- Native name: حمدان بن عثمان خوجة
- Born: 1773 Algiers, Regency of Algiers
- Died: 1842 (aged 68–69) Istanbul, Ottoman Empire
- Language: Arabic
- Notable works: "Le Miroir"
- Relatives: Othman Khodja (father)

= Hamdan Khodja =

Algerian dignitary and academic

Hamdan ben Othman Khodja (حمدان بن عثمان خوجة) (1773–1842) was an Algerian dignitary and scholar. He wrote the book "Le Miroir" in which he denounced the encroachments by French soldiers in Algiers, thus becoming the first essayist on this subject.

==Biography==
Khodja was born in Algiers in 1773 to a family of Turkish origin active in the high administration of the regency. His father was a Turkish scholar, an alim and also the defterdar of the deylik. His mother was a Moorish woman from Algiers. He was thus a kouloughli. Hamdan received an excellent education and was well travelled. He was taught religious sciences by his father, and succeeded greatly academically. As a reward, in 1784, when his uncle was chosen to take the dey’s gift to Constantinople, he was allowed to accompany him. After his father’s death, his uncle brought him into his business and sent him in his stead to cities such as Tunis, Livorno, Marseille, London and Gibraltar, thereby giving him the opportunity to learn Turkish, French and English. Khodja became known as one of the most important merchants and richest men in Algiers, and was in very great demand from colleagues desiring to participate in his commercial operations, which extended to both the Ottoman Empire and Europe.

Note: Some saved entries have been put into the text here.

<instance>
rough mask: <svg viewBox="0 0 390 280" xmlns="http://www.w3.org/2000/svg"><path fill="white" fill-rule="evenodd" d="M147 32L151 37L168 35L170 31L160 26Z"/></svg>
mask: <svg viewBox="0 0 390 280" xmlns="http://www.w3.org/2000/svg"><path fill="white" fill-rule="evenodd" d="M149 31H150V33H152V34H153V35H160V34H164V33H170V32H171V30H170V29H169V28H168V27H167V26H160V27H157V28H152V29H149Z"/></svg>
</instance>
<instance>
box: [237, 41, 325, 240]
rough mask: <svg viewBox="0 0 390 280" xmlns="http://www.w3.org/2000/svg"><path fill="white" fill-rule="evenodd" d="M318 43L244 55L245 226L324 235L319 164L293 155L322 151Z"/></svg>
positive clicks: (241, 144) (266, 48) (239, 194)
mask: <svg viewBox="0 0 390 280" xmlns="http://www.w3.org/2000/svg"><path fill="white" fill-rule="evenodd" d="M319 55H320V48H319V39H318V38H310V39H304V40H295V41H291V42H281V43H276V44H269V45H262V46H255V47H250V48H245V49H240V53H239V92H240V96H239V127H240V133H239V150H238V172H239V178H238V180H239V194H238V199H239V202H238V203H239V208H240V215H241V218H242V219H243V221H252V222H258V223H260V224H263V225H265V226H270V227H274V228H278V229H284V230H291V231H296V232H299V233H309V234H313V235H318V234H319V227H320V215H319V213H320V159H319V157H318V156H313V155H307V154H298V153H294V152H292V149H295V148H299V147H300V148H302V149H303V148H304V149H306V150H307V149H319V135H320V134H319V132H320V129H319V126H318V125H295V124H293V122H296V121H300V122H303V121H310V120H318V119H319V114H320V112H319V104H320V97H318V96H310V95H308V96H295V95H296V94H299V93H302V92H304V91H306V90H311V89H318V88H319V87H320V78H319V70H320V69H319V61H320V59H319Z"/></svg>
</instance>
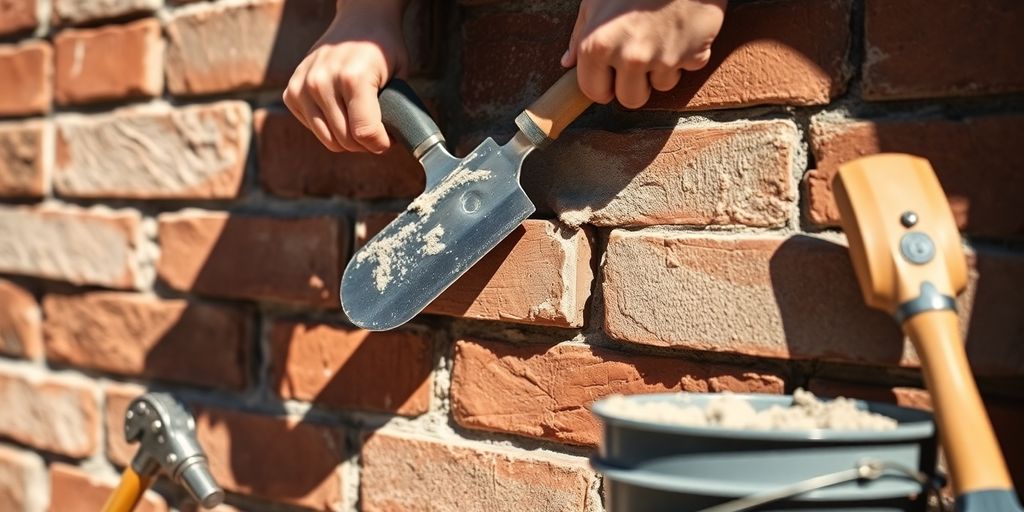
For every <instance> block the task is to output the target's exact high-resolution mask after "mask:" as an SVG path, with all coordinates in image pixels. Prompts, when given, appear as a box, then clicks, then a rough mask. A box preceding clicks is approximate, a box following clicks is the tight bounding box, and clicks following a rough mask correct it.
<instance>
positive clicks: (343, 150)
mask: <svg viewBox="0 0 1024 512" xmlns="http://www.w3.org/2000/svg"><path fill="white" fill-rule="evenodd" d="M297 106H298V109H299V112H300V113H301V114H300V115H299V116H296V117H297V118H298V119H299V122H301V123H302V124H303V125H304V126H305V127H306V128H307V129H308V130H309V131H311V132H313V135H315V136H316V138H318V139H319V141H321V143H322V144H324V145H325V146H326V147H327V148H328V150H331V151H332V152H335V153H341V152H342V151H344V147H342V145H341V144H339V143H338V141H337V140H335V139H334V135H332V134H331V129H330V128H328V126H327V121H325V120H324V114H323V113H322V112H321V110H319V106H316V103H315V102H314V101H313V100H312V99H310V98H308V97H306V96H300V97H299V102H298V103H297Z"/></svg>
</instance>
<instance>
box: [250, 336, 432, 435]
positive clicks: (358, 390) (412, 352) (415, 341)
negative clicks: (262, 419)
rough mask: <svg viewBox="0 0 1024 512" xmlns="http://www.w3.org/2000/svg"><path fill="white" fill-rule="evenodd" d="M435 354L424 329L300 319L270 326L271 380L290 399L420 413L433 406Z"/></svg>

When he became a victim of the French conquest of 1830, he sent a petition to King Louis Philippe to complain about the atrocities committed against him by the French Army. Furthermore, Khodja wrote the book "Le Miroir" in which he denounced the encroachments by French soldiers in Algiers, thus becoming the first essayist on this subject; it was translated into French and printed in Paris in 1833.